New Troubles-inspired thriller A Belfast Story has attracted controversy following the perhaps ill-advised decision to send out Press packs containing balaclavas, nails and duct tape.
Whether any publicity is good publicity remains to be seen when the movie opens in cinemas on Friday.
But at last night's Press screening attended by cast and crew – though not, as rumoured, by the US Special Envoy Richard Haass – the reaction seemed to be mixed.
Certainly, the decision by first-time filmmaker and former Queen's University engineering student Nathan Todd to address the prickly subject of former terrorists walking the streets as free men is a brave one.

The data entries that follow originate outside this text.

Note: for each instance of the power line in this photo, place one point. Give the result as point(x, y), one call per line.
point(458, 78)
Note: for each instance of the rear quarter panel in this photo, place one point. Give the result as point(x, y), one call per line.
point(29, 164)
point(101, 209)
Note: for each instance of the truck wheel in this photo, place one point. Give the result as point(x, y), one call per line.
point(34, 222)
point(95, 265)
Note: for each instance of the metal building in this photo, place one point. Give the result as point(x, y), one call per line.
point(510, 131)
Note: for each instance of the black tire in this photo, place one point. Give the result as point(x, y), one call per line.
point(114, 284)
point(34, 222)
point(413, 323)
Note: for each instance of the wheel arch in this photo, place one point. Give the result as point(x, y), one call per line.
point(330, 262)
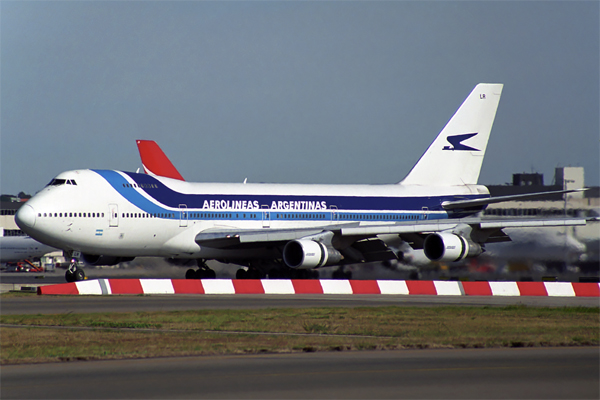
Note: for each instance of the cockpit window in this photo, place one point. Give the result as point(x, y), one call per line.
point(57, 182)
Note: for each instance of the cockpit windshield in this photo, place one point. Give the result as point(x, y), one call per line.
point(59, 182)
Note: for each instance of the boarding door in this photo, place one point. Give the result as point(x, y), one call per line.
point(334, 214)
point(113, 215)
point(183, 215)
point(266, 217)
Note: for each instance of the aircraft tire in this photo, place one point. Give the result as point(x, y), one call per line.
point(78, 275)
point(206, 274)
point(69, 276)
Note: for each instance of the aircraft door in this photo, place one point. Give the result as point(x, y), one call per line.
point(334, 214)
point(183, 215)
point(113, 215)
point(266, 218)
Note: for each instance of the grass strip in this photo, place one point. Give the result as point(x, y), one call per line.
point(61, 337)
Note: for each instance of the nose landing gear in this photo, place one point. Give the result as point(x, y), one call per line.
point(74, 273)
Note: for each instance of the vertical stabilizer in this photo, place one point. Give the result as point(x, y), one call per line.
point(456, 155)
point(155, 161)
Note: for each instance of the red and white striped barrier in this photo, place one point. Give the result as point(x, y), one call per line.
point(323, 286)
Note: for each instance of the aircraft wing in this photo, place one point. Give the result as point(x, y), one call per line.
point(232, 238)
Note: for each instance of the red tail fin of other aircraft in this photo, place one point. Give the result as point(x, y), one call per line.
point(155, 161)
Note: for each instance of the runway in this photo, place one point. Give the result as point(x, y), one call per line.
point(567, 373)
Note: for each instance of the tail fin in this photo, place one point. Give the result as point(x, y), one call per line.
point(155, 161)
point(456, 155)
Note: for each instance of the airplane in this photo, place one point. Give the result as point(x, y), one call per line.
point(284, 230)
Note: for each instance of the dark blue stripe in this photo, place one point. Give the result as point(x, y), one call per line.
point(172, 199)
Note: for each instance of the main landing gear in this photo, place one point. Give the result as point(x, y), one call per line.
point(203, 272)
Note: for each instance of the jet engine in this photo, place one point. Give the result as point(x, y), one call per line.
point(307, 254)
point(93, 259)
point(449, 247)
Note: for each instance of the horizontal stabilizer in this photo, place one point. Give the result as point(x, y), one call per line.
point(452, 205)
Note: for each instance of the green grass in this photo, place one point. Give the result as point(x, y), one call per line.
point(62, 337)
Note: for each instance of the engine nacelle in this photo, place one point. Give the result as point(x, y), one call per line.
point(449, 247)
point(93, 259)
point(307, 254)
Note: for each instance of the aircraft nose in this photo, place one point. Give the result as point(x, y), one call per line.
point(25, 217)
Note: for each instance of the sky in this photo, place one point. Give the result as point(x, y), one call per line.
point(289, 91)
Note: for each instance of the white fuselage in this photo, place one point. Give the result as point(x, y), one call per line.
point(116, 213)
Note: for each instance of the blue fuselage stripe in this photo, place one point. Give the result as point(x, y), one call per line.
point(281, 207)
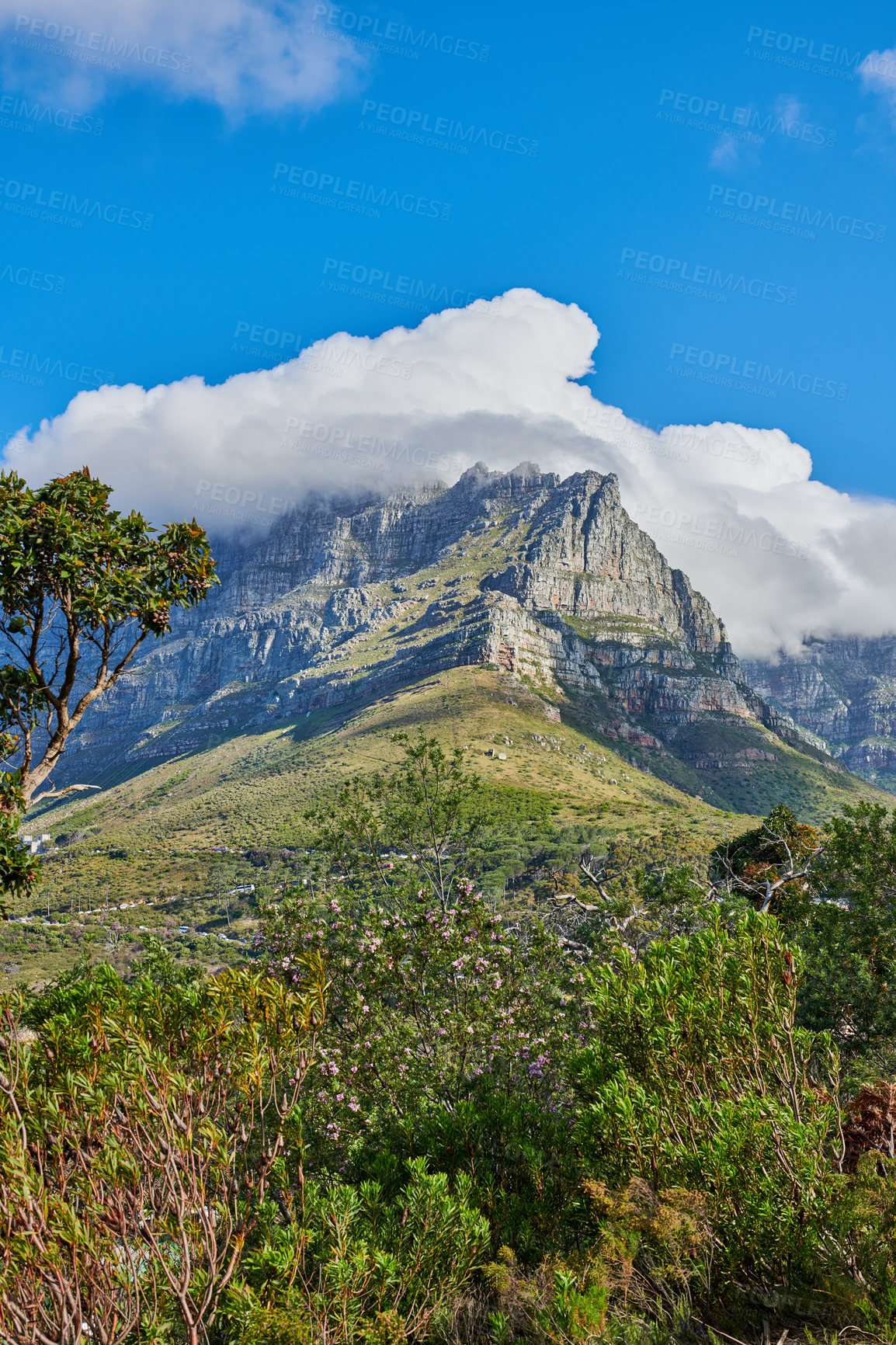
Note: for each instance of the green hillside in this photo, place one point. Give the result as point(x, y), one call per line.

But it's debatable whether he's come up with a strong enough story or script.
Todd's film clearly has grand ideas and when Colm Meaney appears, crumpled Mac and even more crumpled brow in place, there's no doubt A Belfast Story is a serious business.
Meaney plays a world-weary, soon-to-retire 'Northern Ireland Police Force' detective, who has spent 30 years chasing down "every eejit with a bomb".
He's called in to crack a spate of murders of ex-IRA men, who are being picked off in increasingly inventive ways.
While Meaney gives a typically committed performance, the problem is he's sidelined by too many secondary characters.
There's the high-handed First Minister with a shady past.
There's his idealistic and naive personal assistant.
And then there's the wet-behind-the-ears cop, the guilt-ridden special adviser, Tim McGarry's (pictured) panicked former Provo, a killer with an unusual motive...
"It's very easy to set a bomb," snarls Meaney's character.
"It takes a hard man to clean up afterwards."
And it takes a hard man to put this kind of stuff on screen.